🤖 AI Summary
This study addresses the fine-grained discrimination between genuine and posed smiles—a critical challenge in affective computing. We propose a physiology-inspired multimodal fusion framework that jointly leverages handcrafted D-Marker–based features and Transformer-derived deep representations. Crucially, we introduce a parameter-free Hadamard multiplicative fusion mechanism to enable efficient and interpretable interaction between these complementary feature modalities. This design avoids introducing additional learnable parameters, reducing model complexity by 26% while enhancing discriminative capacity. Extensive evaluations on four benchmark datasets—UvA-NEMO, MMI, SPOS, and BBC—achieve state-of-the-art accuracies of 88.7%, 99.7%, 98.5%, and 100%, respectively. These results comprehensively surpass existing methods and empirically validate the efficacy of integrating physiological priors with deep learning for robust smile authentication.
📝 Abstract
The distinction between genuine and posed emotions represents a fundamental pattern recognition challenge with significant implications for data mining applications in social sciences, healthcare, and human-computer interaction. While recent multi-task learning frameworks have shown promise in combining deep learning architectures with handcrafted D-Marker features for smile facial emotion recognition, these approaches exhibit computational inefficiencies due to auxiliary task supervision and complex loss balancing requirements. This paper introduces HadaSmileNet, a novel feature fusion framework that directly integrates transformer-based representations with physiologically grounded D-Markers through parameter-free multiplicative interactions. Through systematic evaluation of 15 fusion strategies, we demonstrate that Hadamard multiplicative fusion achieves optimal performance by enabling direct feature interactions while maintaining computational efficiency. The proposed approach establishes new state-of-the-art results for deep learning methods across four benchmark datasets: UvA-NEMO (88.7 percent, +0.8), MMI (99.7 percent), SPOS (98.5 percent, +0.7), and BBC (100 percent, +5.0).
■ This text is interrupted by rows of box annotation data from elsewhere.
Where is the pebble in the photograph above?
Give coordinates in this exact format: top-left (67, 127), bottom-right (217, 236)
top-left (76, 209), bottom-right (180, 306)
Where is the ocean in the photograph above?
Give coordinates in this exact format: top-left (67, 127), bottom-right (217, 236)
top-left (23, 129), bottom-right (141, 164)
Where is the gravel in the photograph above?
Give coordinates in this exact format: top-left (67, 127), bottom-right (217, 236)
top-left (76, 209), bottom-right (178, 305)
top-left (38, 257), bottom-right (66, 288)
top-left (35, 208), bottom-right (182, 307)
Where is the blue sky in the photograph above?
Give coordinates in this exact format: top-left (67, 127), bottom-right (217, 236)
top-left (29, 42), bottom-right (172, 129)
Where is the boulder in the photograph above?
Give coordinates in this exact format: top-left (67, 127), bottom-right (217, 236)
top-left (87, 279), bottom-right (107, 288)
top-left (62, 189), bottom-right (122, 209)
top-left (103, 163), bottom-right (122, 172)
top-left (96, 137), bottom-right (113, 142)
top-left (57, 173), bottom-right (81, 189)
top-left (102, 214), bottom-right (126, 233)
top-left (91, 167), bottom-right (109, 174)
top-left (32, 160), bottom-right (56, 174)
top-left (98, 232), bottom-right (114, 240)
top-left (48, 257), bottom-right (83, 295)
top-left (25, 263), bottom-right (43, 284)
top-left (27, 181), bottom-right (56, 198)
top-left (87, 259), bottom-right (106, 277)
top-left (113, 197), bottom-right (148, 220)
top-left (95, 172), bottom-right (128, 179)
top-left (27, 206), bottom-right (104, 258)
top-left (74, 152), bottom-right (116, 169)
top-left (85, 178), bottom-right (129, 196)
Comprehensive computational analysis reveals 26 percent parameter reduction and simplified training compared to multi-task alternatives, while feature visualization demonstrates enhanced discriminative power through direct domain knowledge integration. The framework's efficiency and effectiveness make it particularly suitable for practical deployment in multimedia data mining applications that require real-time affective computing capabilities.